SABIRA QURESHI
Biography
It all started as a chance encounter with a 9-year old boy selling pappadums in an upscale market in Pakistan’s capital city Islamabad. When I asked why he wasn’t in school, he expressed a desire to study but also his family’s inability to send him to school. I learned they lived nearby, so I asked him to hop into the car and take me to his home. That’s when I discovered a whole different world –literally in our backyard. There was this large urban slum just a few blocks from where I lived. That realization propelled me into doing something tangible to help improve the lives of this segment of our population that had been totally overlooked by our society and the government. I wanted to go beyond the decades of development sector consulting work that I had been doing up until then (and continued to do for a living) – even though this was also focusing on human rights and social justice. I wanted to work directly with grassroots communities to make a difference in the lives of people. Perhaps, my background in women’s rights activism and a family history of social work played a role in this decision.

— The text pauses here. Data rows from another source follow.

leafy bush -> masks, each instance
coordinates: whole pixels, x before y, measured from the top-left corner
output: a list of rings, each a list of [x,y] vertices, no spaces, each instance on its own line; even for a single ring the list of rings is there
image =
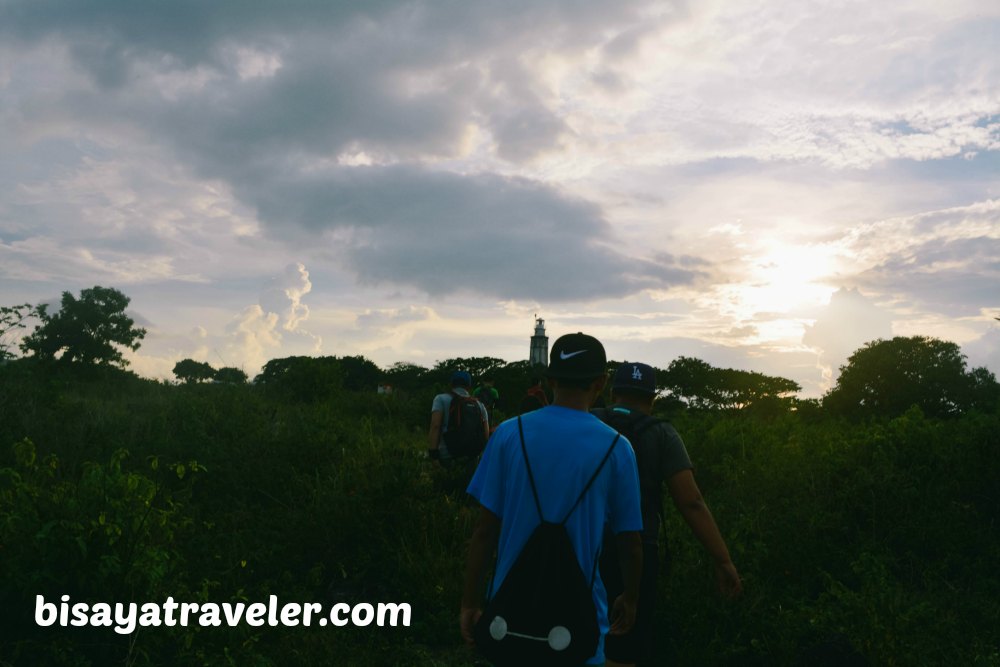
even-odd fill
[[[0,604],[13,610],[0,664],[468,664],[455,616],[476,508],[467,470],[421,455],[436,387],[379,396],[339,384],[339,363],[299,370],[323,391],[298,394],[283,373],[171,386],[0,369],[0,443],[17,443],[0,447]],[[808,405],[674,424],[746,593],[714,595],[668,508],[664,663],[795,664],[840,646],[872,664],[997,664],[996,414],[862,425]],[[35,626],[39,593],[409,602],[413,626],[119,637]]]
[[[55,603],[64,595],[71,603],[143,603],[185,590],[178,545],[192,529],[186,502],[201,467],[194,461],[161,466],[150,457],[146,473],[128,471],[129,453],[118,450],[107,463],[86,463],[73,474],[55,454],[40,457],[29,439],[12,450],[15,464],[0,468],[0,604],[12,612],[4,632],[18,638],[10,659],[148,660],[143,644],[109,631],[37,627],[35,596]]]

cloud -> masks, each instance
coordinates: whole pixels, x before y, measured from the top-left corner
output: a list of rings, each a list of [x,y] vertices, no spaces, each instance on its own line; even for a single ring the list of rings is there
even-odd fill
[[[189,134],[197,150],[211,137],[225,160],[275,148],[336,155],[351,144],[453,155],[470,123],[493,130],[499,155],[521,160],[566,131],[537,57],[581,53],[648,22],[643,4],[221,2],[140,12],[121,2],[22,2],[0,9],[0,34],[20,46],[66,44],[98,95],[135,109],[155,102],[175,138]],[[165,77],[206,73],[211,86],[164,99]]]
[[[840,289],[830,304],[805,327],[802,343],[818,352],[824,377],[833,380],[834,369],[846,363],[858,348],[878,338],[892,336],[892,314],[855,289]]]
[[[289,264],[280,278],[272,278],[260,295],[263,312],[278,315],[278,323],[285,331],[295,331],[299,324],[309,319],[309,306],[302,297],[312,290],[309,272],[301,263]]]
[[[248,359],[425,295],[449,326],[658,295],[734,348],[790,349],[841,286],[967,317],[996,303],[998,26],[986,0],[0,3],[0,292],[240,313],[184,330]]]
[[[63,284],[130,284],[174,278],[198,282],[197,276],[178,276],[173,259],[165,255],[136,257],[107,248],[69,247],[59,239],[33,237],[10,244],[0,242],[0,275],[18,280],[57,280]]]
[[[270,359],[319,354],[322,338],[302,326],[309,319],[303,298],[311,290],[309,271],[301,262],[293,262],[267,281],[258,303],[236,315],[214,306],[210,312],[222,316],[217,326],[197,324],[178,332],[144,318],[150,331],[130,362],[137,372],[167,379],[173,377],[173,365],[186,358],[216,368],[235,366],[252,377]]]
[[[260,306],[247,306],[226,327],[223,358],[240,358],[250,367],[263,366],[281,347],[280,319]]]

I hired a teacher and started holding classes, initially with just ten children, under a tree. I gradually motivated other parents to also start sending their children to our school. When ’my pappadum-selling family’ moved to different urban slum, they approached me to start another school there, as none of the children were going to school in this new locality either. These initial schools laid the groundwork for today’s network of Pehli Kiran Schools.